RFR: 8313816: Accessing jmethodID might lead to spurious crashes

Coleen Phillimore coleenp at openjdk.org
Mon Nov 20 22:12:12 UTC 2023


On Sat, 18 Nov 2023 00:23:44 GMT, Jaroslav Bachorik <jbachorik at openjdk.org> wrote:

>> src/hotspot/share/oops/instanceKlass.cpp line 541:
>> 
>>> 539:       // The previous version will point to them so they're not totally dangling
>>> 540:       assert (!method->on_stack(), "shouldn't be called with methods on stack");
>>> 541:       // Do the pointer maintenance before releasing the metadata, but not for incomplete methods
>> 
>> I'm confused by what you mean by method holder, which I think of as methodHandle.  Or InstanceKlass is the holder of the methods.  Maybe this should be more explicit that it's talking about clearing any associated jmethodIDs.
>
> The method holder is an `InstanceKlass` object which can be retrieved as `method->method_holder()` (I apologize if I am using not completely correct terms - this is what I grokked from the sources).
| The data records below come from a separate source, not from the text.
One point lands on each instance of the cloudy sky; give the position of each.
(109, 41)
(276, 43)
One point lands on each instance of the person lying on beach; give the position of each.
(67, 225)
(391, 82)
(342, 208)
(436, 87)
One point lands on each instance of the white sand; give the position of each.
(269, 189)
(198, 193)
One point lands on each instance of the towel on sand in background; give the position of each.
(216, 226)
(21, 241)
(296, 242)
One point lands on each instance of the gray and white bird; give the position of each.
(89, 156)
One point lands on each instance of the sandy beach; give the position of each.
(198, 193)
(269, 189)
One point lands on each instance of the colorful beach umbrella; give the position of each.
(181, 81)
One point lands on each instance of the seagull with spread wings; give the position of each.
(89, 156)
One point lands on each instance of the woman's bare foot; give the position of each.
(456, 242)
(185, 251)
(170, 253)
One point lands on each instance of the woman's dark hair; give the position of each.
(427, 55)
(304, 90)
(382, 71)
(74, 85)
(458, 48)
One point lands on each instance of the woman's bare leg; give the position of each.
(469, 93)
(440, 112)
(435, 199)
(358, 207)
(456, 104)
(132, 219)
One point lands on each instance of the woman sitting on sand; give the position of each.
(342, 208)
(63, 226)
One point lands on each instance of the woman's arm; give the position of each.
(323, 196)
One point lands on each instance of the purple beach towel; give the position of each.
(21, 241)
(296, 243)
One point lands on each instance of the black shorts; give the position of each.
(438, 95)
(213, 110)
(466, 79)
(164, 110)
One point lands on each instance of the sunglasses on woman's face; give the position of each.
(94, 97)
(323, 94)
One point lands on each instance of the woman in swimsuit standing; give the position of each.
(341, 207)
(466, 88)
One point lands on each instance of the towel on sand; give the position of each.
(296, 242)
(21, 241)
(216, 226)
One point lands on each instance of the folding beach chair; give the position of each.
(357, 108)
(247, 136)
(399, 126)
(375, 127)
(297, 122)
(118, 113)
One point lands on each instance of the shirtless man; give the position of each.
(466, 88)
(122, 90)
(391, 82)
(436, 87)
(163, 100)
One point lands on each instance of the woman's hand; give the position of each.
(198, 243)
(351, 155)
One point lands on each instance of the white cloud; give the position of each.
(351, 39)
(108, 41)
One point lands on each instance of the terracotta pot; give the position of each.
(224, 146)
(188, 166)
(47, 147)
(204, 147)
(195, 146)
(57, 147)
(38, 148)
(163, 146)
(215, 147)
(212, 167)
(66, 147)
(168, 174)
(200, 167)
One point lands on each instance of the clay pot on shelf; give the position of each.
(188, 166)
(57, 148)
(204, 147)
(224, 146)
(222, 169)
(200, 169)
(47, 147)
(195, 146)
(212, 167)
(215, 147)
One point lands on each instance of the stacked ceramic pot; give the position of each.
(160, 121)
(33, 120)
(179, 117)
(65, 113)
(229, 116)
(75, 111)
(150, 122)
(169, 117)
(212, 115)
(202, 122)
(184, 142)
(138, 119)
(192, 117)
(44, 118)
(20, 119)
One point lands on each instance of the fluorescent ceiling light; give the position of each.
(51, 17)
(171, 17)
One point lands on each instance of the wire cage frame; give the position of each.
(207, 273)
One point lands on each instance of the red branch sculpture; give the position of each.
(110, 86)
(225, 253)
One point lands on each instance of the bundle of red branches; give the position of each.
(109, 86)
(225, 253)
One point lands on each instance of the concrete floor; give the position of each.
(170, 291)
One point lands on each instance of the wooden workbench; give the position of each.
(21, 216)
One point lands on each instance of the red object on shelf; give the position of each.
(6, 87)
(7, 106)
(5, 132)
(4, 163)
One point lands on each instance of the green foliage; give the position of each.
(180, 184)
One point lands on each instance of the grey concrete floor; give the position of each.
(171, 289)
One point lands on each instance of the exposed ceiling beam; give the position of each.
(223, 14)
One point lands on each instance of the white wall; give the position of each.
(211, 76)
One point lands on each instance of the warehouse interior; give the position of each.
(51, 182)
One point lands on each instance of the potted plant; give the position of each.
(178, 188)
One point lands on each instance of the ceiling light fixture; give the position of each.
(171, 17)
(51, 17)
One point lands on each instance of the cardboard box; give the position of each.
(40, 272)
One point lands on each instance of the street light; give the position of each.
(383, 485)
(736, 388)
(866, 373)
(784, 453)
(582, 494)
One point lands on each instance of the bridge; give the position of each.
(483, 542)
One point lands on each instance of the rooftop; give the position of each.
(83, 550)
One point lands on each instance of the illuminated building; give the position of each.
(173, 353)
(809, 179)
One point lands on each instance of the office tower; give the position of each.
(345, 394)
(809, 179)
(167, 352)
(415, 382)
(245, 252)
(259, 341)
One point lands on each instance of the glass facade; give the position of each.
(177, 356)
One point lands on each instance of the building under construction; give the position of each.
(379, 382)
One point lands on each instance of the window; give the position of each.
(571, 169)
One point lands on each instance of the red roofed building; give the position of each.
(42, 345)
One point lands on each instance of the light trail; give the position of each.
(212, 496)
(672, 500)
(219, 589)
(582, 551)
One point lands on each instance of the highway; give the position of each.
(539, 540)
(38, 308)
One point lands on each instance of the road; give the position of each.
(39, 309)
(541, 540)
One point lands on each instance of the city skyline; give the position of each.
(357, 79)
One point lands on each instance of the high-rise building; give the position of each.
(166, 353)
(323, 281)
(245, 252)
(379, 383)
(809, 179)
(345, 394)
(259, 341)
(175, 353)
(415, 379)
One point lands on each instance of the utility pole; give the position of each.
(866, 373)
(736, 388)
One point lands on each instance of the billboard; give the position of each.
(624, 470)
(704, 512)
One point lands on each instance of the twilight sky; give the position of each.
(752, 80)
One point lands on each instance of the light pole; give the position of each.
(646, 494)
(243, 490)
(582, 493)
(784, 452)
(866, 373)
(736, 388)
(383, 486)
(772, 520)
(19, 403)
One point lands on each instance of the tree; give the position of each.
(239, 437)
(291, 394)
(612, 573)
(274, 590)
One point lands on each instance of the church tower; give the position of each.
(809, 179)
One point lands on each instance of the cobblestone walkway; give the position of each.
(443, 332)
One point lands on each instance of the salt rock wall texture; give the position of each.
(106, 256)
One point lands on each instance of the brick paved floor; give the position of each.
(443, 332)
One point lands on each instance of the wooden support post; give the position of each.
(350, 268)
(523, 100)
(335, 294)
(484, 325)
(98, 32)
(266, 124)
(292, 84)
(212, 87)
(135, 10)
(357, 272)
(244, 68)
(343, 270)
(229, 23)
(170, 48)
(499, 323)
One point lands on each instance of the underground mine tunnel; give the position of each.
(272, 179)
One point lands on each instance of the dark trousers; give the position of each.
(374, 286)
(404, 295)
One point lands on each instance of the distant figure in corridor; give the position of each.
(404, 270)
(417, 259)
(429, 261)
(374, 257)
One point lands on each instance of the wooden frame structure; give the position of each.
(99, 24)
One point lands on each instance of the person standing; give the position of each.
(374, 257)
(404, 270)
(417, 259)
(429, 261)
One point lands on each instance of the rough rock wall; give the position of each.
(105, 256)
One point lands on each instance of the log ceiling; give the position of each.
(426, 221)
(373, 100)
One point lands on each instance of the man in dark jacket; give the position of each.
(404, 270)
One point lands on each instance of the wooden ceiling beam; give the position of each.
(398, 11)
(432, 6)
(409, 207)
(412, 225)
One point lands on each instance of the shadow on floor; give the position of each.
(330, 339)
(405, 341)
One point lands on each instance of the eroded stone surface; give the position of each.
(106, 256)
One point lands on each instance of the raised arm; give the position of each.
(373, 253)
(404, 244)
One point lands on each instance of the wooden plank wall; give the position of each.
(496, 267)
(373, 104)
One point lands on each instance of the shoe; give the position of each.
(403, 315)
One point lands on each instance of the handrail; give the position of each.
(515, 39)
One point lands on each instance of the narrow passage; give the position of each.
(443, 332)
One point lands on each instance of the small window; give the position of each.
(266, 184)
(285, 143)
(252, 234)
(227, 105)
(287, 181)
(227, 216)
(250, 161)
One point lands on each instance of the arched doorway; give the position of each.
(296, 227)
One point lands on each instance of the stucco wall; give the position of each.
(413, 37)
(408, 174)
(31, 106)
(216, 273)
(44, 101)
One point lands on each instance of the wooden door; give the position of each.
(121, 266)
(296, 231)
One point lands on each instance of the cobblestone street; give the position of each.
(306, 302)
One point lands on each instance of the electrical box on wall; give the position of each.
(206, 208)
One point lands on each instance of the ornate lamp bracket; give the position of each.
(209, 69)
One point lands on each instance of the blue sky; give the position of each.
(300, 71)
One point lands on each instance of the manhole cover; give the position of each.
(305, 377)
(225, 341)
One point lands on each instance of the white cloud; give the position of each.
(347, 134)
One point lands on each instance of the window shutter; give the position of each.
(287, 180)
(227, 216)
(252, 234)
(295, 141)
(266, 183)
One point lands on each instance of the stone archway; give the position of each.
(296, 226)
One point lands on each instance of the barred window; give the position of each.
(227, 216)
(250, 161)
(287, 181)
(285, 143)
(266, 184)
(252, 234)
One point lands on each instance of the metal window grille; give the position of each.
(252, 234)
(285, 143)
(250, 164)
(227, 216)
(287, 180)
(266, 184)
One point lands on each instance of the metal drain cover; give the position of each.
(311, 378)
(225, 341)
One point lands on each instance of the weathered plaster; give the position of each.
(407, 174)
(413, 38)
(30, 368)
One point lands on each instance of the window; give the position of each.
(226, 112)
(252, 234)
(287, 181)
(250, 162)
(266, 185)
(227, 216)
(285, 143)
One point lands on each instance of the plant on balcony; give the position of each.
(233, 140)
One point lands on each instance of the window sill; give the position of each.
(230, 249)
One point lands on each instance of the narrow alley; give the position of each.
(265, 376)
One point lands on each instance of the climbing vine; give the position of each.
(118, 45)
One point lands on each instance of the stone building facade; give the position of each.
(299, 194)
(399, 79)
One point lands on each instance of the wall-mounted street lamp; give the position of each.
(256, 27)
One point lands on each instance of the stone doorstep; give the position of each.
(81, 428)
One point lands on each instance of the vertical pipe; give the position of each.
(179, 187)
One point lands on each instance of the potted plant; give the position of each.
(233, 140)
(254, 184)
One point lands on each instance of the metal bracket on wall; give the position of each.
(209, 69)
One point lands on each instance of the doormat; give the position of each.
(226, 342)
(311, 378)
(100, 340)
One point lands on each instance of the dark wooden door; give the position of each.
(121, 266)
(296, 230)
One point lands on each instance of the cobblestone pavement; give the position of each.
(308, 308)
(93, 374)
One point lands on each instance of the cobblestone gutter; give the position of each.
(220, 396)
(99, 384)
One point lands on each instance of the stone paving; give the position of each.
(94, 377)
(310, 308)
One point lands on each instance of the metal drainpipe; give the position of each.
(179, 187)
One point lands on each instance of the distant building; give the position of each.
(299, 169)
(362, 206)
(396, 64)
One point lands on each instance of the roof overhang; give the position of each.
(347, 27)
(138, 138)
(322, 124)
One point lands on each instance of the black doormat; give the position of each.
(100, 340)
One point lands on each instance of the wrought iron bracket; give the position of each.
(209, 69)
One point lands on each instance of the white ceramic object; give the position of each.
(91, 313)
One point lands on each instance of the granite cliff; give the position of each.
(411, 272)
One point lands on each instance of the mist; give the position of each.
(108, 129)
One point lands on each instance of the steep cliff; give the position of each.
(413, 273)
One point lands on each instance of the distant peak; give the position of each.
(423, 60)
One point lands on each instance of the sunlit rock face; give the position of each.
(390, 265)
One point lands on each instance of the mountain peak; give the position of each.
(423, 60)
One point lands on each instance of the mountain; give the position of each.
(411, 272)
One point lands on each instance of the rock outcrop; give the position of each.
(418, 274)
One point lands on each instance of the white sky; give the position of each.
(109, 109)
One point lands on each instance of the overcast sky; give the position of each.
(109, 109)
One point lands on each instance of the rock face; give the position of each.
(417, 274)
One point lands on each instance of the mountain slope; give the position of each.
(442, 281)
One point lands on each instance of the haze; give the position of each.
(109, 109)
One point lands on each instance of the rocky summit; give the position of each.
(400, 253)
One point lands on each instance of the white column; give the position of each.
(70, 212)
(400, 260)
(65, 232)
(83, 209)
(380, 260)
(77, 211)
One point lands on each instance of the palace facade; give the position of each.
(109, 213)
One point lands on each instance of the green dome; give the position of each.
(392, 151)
And incomplete methods created by the `ClassParser` from the class data stream will not have the link to that `InstanceKlass` set up if the `ClassParser` is already having its `_klass` field set to a non-null value.
> 
> If we are talking about clearing any jmetbodIDs associated with an `InstanceKlass` instance it is not really possible for old method versions because only the current `InstanceKlass` version has the jmethodID cache associated with it and it contains jmethodIDs pointing to bot the old and current methods.

I see, holder is the right word and concept.  So the parameter means has_method_holder, in that the InstanceKlass has been fully parsed at the point of clearing the jmethodIDs.